Tell me its not fucking 4 AM

Tonights one of those nights you look around and realize that life is good. Life is fucking good dude. I came home from work to a bong then met some friends out at the Wynn poker room. One of the dudes was the one who put my shit up at pokulator.com and while we were waiting to be called off the list, he told me some fairly dominant shit. Apparently, with the aid of my vernacular, they were the number two site on google for the keyword “Motherfucker”, number one for “Washington Apple Shot” and Eddie Money was the reason. Shit was a fading glory, but thats still one more accomplishment to cross off my life work, mother fucker. Next up, build a robot that can bake food based on your description of the food, example input: “dude, it should have like a crepe with like cherries and chocolate sauce and caramel and some rice crispies and some whip cream and some chocolate chips and some white chocolate chips and like a bowl with a waffle cone built in and some rainbow jimmies and more whip cream and a cadbury egg. Now get off your fucking clunker and make the shit, bolts for balls.” Then like, he does.
My name was called for the four eight, and I set about my regular path of domination. I raised preflop about 35% of the hands I saw and won 102 bucks in about an hour. I decided to cash out and rallied Wendy the Webmaster as well as his buddy Chewchiba that was discussed in a post some time ago. Chewchiba was a pothead wookie like creature who expressed discomfort with my portrayl of his character. Tough luck, Chewy. Your shit is a wookie, but you live on the planet Endor, this does not make sense. You had your name as the winner of a world series circuit event in a publication available at the wynn, but you cant hang with me in a live game. This does not make sense.
Regardless, wendy pissed away the last of his donations at a no limit game he had no business messing with at his skill level. The three of us headed back to bally’s via buick and trudged our way up to a room with promised pot. Inside we found a bong and some weed above the level Im used to smoking.
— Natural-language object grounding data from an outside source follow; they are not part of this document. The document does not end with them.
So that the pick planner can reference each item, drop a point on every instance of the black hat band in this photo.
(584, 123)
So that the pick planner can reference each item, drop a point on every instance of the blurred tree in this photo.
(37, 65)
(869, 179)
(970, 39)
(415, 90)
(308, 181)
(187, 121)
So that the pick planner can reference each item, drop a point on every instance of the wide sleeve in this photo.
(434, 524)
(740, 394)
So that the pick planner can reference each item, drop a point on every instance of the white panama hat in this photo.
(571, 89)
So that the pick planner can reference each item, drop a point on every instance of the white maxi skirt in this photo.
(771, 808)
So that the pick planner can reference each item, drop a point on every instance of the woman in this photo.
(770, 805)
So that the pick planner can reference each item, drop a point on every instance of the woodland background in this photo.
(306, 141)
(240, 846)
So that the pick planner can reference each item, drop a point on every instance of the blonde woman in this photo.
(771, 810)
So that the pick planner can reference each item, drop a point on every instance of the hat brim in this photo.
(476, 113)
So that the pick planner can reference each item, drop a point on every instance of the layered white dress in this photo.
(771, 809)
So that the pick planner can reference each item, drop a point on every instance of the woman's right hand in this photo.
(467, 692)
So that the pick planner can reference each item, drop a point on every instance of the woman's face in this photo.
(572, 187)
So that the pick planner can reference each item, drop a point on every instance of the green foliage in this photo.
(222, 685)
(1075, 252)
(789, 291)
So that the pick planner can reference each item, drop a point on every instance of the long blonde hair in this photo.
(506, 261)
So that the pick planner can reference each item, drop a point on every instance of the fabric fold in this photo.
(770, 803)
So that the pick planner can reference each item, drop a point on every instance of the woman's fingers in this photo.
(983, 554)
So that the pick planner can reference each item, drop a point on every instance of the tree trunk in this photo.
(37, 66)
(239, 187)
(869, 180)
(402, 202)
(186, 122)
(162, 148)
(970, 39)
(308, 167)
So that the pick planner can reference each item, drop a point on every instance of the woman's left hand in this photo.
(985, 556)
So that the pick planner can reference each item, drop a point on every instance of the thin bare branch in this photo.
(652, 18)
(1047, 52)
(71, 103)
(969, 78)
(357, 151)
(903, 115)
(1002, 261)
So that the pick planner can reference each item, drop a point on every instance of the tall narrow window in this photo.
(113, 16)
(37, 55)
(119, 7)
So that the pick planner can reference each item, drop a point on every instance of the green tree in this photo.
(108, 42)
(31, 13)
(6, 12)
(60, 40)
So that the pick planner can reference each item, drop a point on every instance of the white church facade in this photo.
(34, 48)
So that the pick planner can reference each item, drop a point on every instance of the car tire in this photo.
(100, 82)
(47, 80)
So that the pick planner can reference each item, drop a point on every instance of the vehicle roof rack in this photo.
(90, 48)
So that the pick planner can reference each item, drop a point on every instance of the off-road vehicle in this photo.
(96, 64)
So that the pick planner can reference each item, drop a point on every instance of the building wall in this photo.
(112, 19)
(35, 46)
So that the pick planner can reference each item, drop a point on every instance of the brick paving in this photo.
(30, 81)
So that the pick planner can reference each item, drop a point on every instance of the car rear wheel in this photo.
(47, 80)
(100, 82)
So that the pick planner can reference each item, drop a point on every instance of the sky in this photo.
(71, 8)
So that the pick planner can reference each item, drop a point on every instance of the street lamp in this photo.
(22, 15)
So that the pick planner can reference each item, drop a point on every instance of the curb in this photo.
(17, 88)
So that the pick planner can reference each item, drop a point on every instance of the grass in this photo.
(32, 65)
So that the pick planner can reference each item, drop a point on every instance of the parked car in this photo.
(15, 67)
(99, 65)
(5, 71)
I was kind enough to go fill the ice bucket because I knew those two lazy fucks werent going anywhere near the shit. There was a discussion of the six saltines in a minute trick that many claim cannot be done. The saliva is suppossed to be unavailable and you cant break the shit down, but I know the trick. Gushers dude. Fucking gushers. The fruit snack treat that hides a liquid kick in a gelatounous shell. The classic retort, hiding shits under your tounge and laughing your way to a grape blast mid cracker.
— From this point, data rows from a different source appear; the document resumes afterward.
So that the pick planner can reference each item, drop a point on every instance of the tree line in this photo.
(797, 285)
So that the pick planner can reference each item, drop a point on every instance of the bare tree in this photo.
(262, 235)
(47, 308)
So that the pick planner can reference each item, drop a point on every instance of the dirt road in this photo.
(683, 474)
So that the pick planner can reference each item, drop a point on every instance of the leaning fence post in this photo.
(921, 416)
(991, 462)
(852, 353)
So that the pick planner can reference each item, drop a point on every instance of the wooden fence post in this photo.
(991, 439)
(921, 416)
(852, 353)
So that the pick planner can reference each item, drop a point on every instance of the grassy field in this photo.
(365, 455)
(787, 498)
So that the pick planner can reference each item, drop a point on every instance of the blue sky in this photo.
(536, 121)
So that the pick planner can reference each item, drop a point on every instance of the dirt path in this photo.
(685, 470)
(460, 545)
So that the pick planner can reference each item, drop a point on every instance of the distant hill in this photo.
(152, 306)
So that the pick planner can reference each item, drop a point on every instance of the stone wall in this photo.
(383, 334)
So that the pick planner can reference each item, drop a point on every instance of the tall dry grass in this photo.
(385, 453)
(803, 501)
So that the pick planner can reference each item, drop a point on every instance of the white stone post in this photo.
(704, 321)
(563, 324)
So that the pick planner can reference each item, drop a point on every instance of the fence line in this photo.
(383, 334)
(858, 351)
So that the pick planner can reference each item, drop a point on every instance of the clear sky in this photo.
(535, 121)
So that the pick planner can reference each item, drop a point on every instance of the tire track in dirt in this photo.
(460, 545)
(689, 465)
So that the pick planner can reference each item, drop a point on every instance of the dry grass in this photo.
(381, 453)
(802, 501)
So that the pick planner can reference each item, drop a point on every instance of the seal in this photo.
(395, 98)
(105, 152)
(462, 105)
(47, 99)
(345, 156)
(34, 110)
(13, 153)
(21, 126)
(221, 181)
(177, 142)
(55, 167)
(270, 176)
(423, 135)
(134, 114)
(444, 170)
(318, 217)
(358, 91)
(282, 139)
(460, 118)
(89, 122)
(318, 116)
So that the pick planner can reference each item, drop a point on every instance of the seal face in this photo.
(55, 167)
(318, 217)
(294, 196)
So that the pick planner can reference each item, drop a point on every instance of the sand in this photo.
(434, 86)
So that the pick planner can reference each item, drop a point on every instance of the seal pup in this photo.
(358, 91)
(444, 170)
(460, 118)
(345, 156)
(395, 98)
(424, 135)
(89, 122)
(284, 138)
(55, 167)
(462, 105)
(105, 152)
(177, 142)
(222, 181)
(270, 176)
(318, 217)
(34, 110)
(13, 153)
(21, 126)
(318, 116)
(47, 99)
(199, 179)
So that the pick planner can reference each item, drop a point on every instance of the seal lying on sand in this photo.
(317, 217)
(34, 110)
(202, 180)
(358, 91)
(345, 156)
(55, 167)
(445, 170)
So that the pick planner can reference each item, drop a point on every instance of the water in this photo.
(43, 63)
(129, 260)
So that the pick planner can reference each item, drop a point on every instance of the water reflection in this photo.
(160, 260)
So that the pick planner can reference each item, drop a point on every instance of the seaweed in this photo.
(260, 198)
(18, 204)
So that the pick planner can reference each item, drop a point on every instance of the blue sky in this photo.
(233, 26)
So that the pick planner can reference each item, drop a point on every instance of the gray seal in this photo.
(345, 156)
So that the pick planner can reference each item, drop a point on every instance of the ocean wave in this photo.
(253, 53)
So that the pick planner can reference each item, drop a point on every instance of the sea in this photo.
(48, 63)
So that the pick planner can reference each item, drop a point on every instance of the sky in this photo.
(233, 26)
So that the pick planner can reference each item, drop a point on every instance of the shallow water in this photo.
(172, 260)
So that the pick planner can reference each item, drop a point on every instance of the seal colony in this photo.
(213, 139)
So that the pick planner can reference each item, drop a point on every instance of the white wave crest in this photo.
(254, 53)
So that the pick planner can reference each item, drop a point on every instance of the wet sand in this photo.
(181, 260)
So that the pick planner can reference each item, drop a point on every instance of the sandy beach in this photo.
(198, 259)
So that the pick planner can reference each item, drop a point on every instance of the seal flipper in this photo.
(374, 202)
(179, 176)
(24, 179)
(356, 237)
Many propositions were proposed including my dominant backgammon skills and Webmaster Wendy bragging about NHL ‘94 for the sega genesis. First off, everyone thinks they’re the shit at NHL ‘94, and if you dont you aint worth shit in my book. Get you a genesis, practice up, and reapply for friendship in the spring semester. I know for a fact that I would be crossin cats on the ice and homegirl would be complaining about his controller being broke. That would be in large part due to the fact that I would give him a broken controller, but a bet is a fucking bet dude. The bong went around more times than was beneficial to moulton’s arrival at an 11AM interview tommorrow morning, but I wasnt backing down to these fucks. We smoked ourselves into a 2AM poker tournament at the Alladin.
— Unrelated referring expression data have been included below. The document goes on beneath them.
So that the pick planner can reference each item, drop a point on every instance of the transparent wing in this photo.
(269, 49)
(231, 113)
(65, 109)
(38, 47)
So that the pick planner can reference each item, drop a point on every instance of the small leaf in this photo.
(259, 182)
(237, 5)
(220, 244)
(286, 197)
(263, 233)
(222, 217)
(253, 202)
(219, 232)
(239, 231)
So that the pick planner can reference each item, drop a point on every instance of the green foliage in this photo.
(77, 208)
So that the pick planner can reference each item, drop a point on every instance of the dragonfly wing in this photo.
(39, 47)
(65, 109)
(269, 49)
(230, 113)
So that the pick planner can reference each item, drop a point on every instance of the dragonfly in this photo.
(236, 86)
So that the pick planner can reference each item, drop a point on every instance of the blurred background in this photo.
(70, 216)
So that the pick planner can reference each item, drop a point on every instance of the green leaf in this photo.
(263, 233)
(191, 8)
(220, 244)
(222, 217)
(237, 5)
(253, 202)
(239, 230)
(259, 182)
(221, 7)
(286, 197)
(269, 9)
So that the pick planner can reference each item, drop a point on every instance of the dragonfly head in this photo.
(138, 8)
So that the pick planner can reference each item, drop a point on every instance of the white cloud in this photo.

We strolled down together, having met up with two other crew members. It was decided that in addition to the 60 dollar buy in, there would be a 20 dollar last man standing pool with each entrant throwing 20 to the man who made it the longest, and second place not owing shit. There were also bounties of 20 bucks placed for any one of us knocking out another to be paid from the guy who got knocked out to his executioner. I drew a table with one of the guys from my crew and we battled for position tightly for the first forty minutes or so, then he got moved and slowly our friends started to fall. Chewchiba went first, on some pussy shit bluff, then Luke and Wendy went out with inferior hands leaving me and a treehugger date rapist in the bounty bowl. Im not saying he forces himself on chicks, just that you wouldnt want to be a redwood alone in the forest against his root tapper. The guy was a lumberjack looking piece of shit that won the last man standing shit when I busted out on pocket jacks vs pocket queens, thats all Im sayin. The lucky fuck. He probably buys enough maple syrup to fill his hotel bathtub and rub it all over himself. I hope you drown in your pool of deciduous extract you sick botaphillic fuck. That said, Im still pretty high, ate carmel corn and oatmeal raisin cookie for dinner, Im up money on the night, and I outlasted three out of four. Life is pretty fucking good.